In choosing Adam's genetic traits, the Nashes were, on a small, personal scale, selecting for the best possible human. That verges toward eugenics, the practice of creating a master race of human beings, editing out drawbacks until you get a line of supermen and superwomen.

But the Nash case is probably as close as you'll get to likable eugenics. The Nashes did not have this baby only to service an existing child. They wanted another child anyway and are committed, loving parents. Lisa Nash has spoken of her abhorrence of abortion. In other words, these are good people, people who honor life, who used new technologies in a bid to save their daughter. Even those with misgivings may feel a tide of sympathy.

But the Nash case also unleashes a tide of questions. It is right to create a person as a therapy? What about the 14 embryos that didn't make it? 

The Nashes are pioneer consumers of new services that can help us orchestrate birth and regulate the future.

When people see what science can offer us in the next generation, they're going to want those services. Market pressures - from the demand side - will be tumultuous. Now at hand, the biotechnological revolution will allow us to go much further than in this case. Many might feel fairly OK about what the Nashes did - but this is just the start, and there's no end in sight.

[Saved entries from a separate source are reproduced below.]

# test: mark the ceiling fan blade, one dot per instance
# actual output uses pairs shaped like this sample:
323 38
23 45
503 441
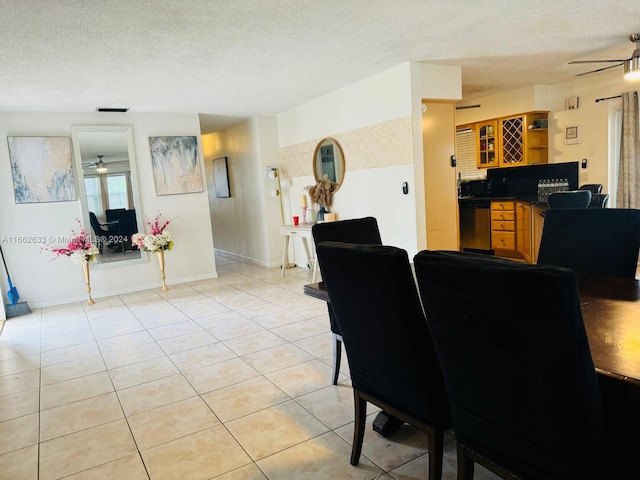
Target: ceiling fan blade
597 70
594 61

Our institutions have not kept up with the onslaught of products, services and issues produced by the new science: genetically altered foods; cloning (scientists just cloned the endangered gaur in an effort to save the species - right? wrong? why or why not?); gene therapy; genetic selection (welcome, Adam) and much more. So we must start talking, deliberating and legislating about the changes science hath wrought. 

Start at the top, with a national ethics council made up of eminent men and women from the human and natural sciences, constitutional law, philosophy and religion, and begin a long-term conversation before the world.

Did we say "long-term"? Make that "permanent." Such ethics tribunals exist at many hospitals, universities and places of worship, but we need a big one to make it a world roundtable. 

Eventually it will be our legislators' turn. Good luck to them, for the work that awaits will be difficult, disturbing, divisive. The law is a practical expression of our common values. As such, it must someday lay down pathmarks for the biotech highway. National ground rules can guide state legislators. 

What will those laws say? They may say that anything goes, as long as the procedure does not harm the child. They might forbid all crafting or selection of embryos, or they might set limits on those steps. We don't want people to make and break embryos like chicken eggs. We don't want women to offer themselves as baby, fetus or embryo factories. We may, however, find genetic selection allowable when life itself is at stake, as it is for Molly Nash. 

Perhaps we can find a principle to steer by. Or, perhaps, principles failing us, we may simply stipulate what can and can't be done. It'll be a patchwork job at first, becoming subtler and more finely tuned as our minds and spirits grow into these challenging realities. 

Pressure will focus on the labs and hospitals in which this miraculous, ambiguous work is done. More than ever, these institutions are becoming responsive to the values of the communities around them. They will need to set and advertise the ethics of their work as clearly as they can, for their practitioners will be answerable, as they are now, to the rest of us. 

For now, what we have are two lives - Adam and Molly Nash - and 14 embryos that didn't make the cut. Reasons for joy, for puzzlement, for distress. Reasons, most of all, for beginning the hard work of imagining the future before it passes us by.